Naive Bayes for Text Classification

Basic Idea

Naive Bayes is a probability-based classifier.

It uses past data to calculate the probability of a document belonging to a class.

It assumes that all words in a document are independent of each other.

This assumption is called the naive assumption.

Bayes Formula (Using a and b)

Let:

a = Class (Spam, Positive, etc.)
b = Document

Main formula:

P(a | b) = ( P(b | a) × P(a) ) / P(b)

Meaning:

Probability of class a when document b is given.

In practice, P(b) is same for all classes, so we use:

P(a | b) ∝ P(b | a) × P(a)

Word Independence Formula

If document b has words w1, w2, w3:

P(b | a) = P(w1 | a) × P(w2 | a) × P(w3 | a)

Final formula:

P(a | b) ∝ P(a) × ∏ P(wi | a)

Decision Rule

The class with highest probability is selected:

Class = max [ P(a) × ∏ P(wi | a) ]

Advantages and Limitations

Advantages:

Very fast
Works well for text
Easy to implement

Limitations:

Assumes words are independent
Zero probability problem
Lower accuracy for complex data

Support Vector Machine (SVM) for Text Classification

Basic Idea

SVM is a margin-based classifier.

It draws a boundary between two classes such that the distance from both classes is maximum.

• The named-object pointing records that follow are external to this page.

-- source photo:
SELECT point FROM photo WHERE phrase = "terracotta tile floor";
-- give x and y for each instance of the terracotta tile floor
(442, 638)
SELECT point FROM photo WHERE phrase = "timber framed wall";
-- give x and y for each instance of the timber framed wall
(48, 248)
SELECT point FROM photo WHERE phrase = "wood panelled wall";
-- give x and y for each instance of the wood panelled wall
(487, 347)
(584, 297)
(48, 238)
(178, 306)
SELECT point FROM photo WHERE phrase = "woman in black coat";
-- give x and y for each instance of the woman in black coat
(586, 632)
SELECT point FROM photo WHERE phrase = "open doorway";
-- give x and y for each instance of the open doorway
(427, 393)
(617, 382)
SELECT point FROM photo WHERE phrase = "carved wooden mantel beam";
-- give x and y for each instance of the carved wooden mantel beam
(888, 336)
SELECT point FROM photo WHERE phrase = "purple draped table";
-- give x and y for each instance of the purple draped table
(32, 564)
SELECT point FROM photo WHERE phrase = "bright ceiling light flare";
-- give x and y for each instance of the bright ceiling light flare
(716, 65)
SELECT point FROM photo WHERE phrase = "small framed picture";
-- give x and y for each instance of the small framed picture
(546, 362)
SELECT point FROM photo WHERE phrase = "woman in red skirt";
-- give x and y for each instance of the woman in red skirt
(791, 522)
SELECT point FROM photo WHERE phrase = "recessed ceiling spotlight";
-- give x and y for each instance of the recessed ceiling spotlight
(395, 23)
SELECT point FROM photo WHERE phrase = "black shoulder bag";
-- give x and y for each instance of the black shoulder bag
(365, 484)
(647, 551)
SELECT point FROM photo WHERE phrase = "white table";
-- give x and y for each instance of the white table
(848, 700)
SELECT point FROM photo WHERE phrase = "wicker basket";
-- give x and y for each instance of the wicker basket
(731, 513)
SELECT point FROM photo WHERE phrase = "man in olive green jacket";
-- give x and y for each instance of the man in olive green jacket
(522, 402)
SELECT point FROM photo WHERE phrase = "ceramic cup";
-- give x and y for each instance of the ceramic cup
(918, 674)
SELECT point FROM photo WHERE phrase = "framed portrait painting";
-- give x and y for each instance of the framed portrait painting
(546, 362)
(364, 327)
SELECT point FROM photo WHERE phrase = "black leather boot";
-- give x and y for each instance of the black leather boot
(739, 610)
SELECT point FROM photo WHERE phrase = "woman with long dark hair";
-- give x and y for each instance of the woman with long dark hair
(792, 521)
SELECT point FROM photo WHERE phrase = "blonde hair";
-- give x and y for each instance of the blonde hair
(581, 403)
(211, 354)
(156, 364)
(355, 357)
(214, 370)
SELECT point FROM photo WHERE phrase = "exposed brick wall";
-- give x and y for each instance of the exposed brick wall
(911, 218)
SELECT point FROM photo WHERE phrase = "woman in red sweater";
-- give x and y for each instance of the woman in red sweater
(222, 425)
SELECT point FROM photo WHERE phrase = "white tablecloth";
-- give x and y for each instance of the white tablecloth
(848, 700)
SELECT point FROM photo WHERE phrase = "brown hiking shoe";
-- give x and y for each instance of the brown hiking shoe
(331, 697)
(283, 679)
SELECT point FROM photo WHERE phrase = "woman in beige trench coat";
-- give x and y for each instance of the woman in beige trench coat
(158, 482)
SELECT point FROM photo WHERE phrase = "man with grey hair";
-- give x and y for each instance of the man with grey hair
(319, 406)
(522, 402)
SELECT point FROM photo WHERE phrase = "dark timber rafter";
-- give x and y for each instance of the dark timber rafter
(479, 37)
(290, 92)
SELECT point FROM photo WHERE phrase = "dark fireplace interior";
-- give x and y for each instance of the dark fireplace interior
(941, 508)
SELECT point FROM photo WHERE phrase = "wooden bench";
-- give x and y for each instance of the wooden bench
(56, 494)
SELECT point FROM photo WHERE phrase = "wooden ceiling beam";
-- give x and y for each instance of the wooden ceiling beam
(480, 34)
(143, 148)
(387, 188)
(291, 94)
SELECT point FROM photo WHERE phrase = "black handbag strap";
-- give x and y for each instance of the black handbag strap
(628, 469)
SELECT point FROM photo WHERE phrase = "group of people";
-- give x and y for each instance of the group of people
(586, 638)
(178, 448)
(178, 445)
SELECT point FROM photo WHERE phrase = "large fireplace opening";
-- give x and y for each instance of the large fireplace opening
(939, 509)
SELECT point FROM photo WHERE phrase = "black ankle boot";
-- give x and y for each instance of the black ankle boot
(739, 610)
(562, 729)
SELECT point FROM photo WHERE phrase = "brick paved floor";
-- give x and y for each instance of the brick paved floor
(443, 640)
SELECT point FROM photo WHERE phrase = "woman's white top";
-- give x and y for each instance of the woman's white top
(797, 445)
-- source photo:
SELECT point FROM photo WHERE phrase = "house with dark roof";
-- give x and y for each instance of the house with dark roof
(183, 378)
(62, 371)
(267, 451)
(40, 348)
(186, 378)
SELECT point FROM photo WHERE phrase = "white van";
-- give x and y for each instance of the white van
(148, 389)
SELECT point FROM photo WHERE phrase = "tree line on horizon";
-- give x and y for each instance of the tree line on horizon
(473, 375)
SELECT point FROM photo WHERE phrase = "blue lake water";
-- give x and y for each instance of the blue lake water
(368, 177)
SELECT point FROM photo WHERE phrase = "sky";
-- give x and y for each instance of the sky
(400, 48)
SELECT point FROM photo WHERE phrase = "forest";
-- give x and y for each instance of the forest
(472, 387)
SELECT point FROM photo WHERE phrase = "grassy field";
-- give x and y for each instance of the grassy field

This distance is called margin.

Only the closest points decide the boundary.

These points are called support vectors.

Hyperplane Formula

The separating line or plane is:

w · x + b = 0

Where:

w = weight vector
x = document vector
b = bias

Classification Formula

For a new document x:

f(x) = sign(w · x + b)

If value is positive → Class 1
If value is negative → Class 0

Optimization Formula

SVM tries to minimize:

(1/2) ||w||²

With condition:

y (w · x + b) ≥ 1

For noisy data:

(1/2)||w||² + C Σ ξ

Advantages and Limitations

Advantages:

High accuracy
Works well with high-dimensional text
Effective with TF-IDF

Limitations:

Slow for large datasets
Hard to choose kernel
Less interpretable

Logistic Regression for Text Classification

Basic Idea

Logistic Regression is a probability-based linear classifier.

It first finds probability, then converts it into class.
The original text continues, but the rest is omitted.